Cyber Essentials (UK)
Cyber Essentials is a UK government-backed scheme aimed at helping organizations protect themselves against common cyber threats. It offers a set of basic technical controls that organizations can implement to significantly reduce their vulnerability to cyberattacks.
Definition and purpose
The Cyber Essentials scheme was introduced to set a baseline of cyber security for all organizations. The main purpose of the scheme is to promote the adoption of best practices in information security and ensure that organizations have fundamental protections against a range of the most common cyber threats.
The scheme was launched by the UK government and is overseen by the National Cyber Security Centre (NCSC), a part of GCHQ (Government Communications Headquarters).
The most recent update was released in April 2023 with version 3.1 of the Cyber Essentials Requirements.
Cyber Essentials is suitable for all organizations, of any size, and in any sector, whether private, public, or non-profit. It's particularly recommended for organizations that handle personal data or are suppliers to government bodies.
Controls and requirements
The Cyber Essentials scheme focuses on five key controls that, when properly implemented, can prevent up to 80% of cyber attacks:
- Boundary Firewalls and Internet Gateways: Ensuring that devices that connect networks to the internet have the proper settings to prevent unauthorized access.
- Secure Configuration: Ensuring that systems are configured in the most secure way for the needs of the organization.
- User Access Control: Managing user accounts by giving only those who need access the appropriate level of access rights and ensuring proper authentication methods.
- Malware Protection: Ensuring that virus and malware protection is installed and kept up-to-date.
- Patch Management: Ensuring that the latest supported versions of applications and OS are used and that all the necessary patches have been applied.
Please refer to the official Cyber Essentials documentation for a detailed list of controls and requirements.

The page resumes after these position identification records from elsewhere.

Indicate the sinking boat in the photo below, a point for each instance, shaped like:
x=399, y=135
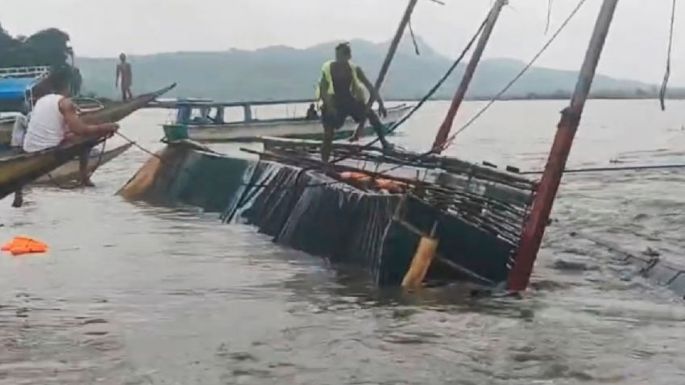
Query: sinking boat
x=70, y=171
x=204, y=121
x=19, y=169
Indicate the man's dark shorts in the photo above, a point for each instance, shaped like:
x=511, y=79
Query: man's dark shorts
x=344, y=108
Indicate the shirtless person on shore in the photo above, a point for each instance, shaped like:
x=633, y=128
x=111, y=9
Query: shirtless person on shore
x=124, y=73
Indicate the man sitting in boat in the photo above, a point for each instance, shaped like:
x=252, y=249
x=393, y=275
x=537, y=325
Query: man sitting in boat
x=341, y=89
x=54, y=121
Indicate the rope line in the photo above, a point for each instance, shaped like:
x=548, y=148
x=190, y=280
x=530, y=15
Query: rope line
x=423, y=100
x=667, y=75
x=615, y=169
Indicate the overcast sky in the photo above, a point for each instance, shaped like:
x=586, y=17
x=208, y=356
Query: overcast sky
x=636, y=47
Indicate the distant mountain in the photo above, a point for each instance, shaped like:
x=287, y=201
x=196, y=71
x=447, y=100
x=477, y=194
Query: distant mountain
x=281, y=72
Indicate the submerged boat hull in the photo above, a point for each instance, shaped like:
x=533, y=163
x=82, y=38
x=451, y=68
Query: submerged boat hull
x=110, y=114
x=284, y=128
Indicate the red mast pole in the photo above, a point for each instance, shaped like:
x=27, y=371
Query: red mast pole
x=406, y=18
x=446, y=126
x=534, y=229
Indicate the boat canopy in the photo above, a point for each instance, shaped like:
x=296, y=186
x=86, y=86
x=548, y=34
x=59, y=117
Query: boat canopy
x=15, y=88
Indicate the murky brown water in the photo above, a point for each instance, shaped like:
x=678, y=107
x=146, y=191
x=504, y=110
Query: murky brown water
x=131, y=294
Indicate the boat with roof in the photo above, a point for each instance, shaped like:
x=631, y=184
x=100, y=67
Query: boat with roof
x=19, y=88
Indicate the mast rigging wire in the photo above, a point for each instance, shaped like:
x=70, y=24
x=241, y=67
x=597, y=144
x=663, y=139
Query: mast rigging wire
x=667, y=75
x=518, y=76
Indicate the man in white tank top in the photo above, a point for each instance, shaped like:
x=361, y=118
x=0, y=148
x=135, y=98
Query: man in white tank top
x=55, y=120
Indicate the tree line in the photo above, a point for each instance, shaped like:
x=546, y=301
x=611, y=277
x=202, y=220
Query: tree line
x=49, y=47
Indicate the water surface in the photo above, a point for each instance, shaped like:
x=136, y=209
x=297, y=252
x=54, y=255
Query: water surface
x=133, y=294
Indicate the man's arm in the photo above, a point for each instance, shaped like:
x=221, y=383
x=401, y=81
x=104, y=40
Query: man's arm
x=374, y=93
x=77, y=126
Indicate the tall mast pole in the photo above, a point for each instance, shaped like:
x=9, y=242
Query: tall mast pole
x=406, y=18
x=534, y=229
x=446, y=126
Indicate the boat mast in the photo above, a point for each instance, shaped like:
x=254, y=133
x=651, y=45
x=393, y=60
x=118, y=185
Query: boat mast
x=406, y=18
x=446, y=126
x=534, y=229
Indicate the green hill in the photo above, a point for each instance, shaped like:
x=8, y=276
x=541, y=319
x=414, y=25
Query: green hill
x=281, y=72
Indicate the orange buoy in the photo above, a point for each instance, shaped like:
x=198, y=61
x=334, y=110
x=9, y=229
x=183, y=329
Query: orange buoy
x=24, y=245
x=354, y=176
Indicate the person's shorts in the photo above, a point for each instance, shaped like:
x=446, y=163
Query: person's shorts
x=343, y=109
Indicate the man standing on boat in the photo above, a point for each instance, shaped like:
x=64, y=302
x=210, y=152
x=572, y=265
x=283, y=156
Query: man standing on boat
x=125, y=73
x=341, y=89
x=54, y=121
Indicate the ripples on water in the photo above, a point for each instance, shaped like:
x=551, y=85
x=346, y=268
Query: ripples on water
x=131, y=294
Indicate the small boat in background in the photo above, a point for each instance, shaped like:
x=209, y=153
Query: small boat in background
x=203, y=120
x=70, y=170
x=19, y=169
x=18, y=86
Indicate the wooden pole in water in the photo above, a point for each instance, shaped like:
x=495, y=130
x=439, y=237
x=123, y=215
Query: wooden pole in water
x=406, y=18
x=446, y=126
x=534, y=229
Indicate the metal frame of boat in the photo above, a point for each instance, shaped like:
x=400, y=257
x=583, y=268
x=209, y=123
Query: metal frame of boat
x=250, y=128
x=450, y=219
x=20, y=169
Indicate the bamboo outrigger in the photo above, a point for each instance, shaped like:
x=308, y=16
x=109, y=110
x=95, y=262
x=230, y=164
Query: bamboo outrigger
x=17, y=170
x=408, y=218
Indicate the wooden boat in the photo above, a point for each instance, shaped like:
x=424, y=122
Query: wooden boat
x=424, y=218
x=70, y=170
x=20, y=169
x=92, y=114
x=203, y=128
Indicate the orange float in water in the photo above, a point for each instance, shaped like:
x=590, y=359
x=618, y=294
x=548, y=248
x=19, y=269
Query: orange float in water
x=24, y=245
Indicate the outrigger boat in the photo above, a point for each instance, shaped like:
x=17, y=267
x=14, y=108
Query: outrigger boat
x=204, y=121
x=407, y=218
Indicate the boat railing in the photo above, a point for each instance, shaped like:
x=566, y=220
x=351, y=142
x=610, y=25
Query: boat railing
x=23, y=72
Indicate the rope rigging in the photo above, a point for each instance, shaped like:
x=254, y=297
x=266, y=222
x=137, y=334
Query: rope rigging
x=667, y=75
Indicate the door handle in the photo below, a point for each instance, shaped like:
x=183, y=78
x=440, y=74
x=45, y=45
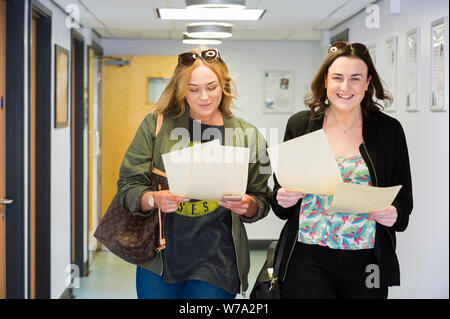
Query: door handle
x=5, y=201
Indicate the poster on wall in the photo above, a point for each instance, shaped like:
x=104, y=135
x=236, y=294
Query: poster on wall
x=61, y=87
x=278, y=92
x=439, y=52
x=412, y=43
x=155, y=88
x=390, y=71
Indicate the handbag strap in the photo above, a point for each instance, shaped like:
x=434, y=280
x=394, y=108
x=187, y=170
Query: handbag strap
x=273, y=272
x=162, y=240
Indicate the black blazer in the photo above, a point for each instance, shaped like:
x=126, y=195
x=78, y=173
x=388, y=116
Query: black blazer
x=386, y=154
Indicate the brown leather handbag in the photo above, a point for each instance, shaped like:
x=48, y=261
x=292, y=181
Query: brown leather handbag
x=134, y=237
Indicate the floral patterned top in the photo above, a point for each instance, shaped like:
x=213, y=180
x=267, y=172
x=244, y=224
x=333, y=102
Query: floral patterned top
x=337, y=230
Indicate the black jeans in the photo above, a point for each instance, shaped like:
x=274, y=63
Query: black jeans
x=317, y=272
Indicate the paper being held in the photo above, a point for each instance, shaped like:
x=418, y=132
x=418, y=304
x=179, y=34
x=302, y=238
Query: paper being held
x=355, y=198
x=207, y=171
x=306, y=164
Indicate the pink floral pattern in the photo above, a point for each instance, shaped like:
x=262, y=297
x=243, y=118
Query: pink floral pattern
x=349, y=231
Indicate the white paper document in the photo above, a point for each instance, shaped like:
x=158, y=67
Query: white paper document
x=306, y=164
x=207, y=171
x=355, y=198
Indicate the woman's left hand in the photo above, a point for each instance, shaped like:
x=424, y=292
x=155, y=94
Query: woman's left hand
x=246, y=206
x=386, y=217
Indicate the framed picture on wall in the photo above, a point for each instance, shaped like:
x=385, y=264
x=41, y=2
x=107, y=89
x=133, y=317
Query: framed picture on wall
x=155, y=87
x=390, y=71
x=439, y=58
x=61, y=87
x=412, y=79
x=278, y=92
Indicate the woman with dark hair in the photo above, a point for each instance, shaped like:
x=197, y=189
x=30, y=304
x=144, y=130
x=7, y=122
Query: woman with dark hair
x=346, y=255
x=206, y=254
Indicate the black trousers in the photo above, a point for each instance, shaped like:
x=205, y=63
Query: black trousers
x=317, y=272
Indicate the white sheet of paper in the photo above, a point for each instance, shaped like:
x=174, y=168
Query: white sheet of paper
x=207, y=171
x=306, y=164
x=355, y=198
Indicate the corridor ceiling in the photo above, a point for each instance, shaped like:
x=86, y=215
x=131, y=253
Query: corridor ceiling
x=283, y=20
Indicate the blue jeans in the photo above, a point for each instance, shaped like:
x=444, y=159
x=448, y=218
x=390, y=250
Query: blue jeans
x=152, y=286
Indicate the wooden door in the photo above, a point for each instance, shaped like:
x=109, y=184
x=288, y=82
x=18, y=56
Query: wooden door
x=124, y=106
x=2, y=147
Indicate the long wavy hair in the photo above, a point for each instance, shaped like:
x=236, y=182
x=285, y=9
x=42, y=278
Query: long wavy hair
x=173, y=99
x=317, y=100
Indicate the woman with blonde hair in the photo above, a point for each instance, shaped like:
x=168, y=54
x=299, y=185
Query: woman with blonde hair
x=206, y=254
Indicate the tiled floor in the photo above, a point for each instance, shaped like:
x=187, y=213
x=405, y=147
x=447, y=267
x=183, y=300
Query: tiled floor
x=112, y=278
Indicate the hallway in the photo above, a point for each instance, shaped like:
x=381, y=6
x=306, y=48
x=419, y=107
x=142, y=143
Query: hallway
x=112, y=278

Audit type, frequency, and duration
Organizations can achieve two levels of certification:
- Cyber Essentials: This requires organizations to complete a self-assessment questionnaire, with the responses independently reviewed by an external certifying body.
- Cyber Essentials Plus: This involves both the self-assessment questionnaire and an independent external test of the organization's cyber security approach.
While the basic Cyber Essentials certification involves a self-assessment, the Cyber Essentials Plus certification requires hands-on technical verification.
The certificate is valid for 12 months from the date of issue. Thus, organizations should consider annual reassessment to maintain their certification. The duration of the audit, especially for Cyber Essentials Plus, would depend on the size and complexity of the organization's network and systems.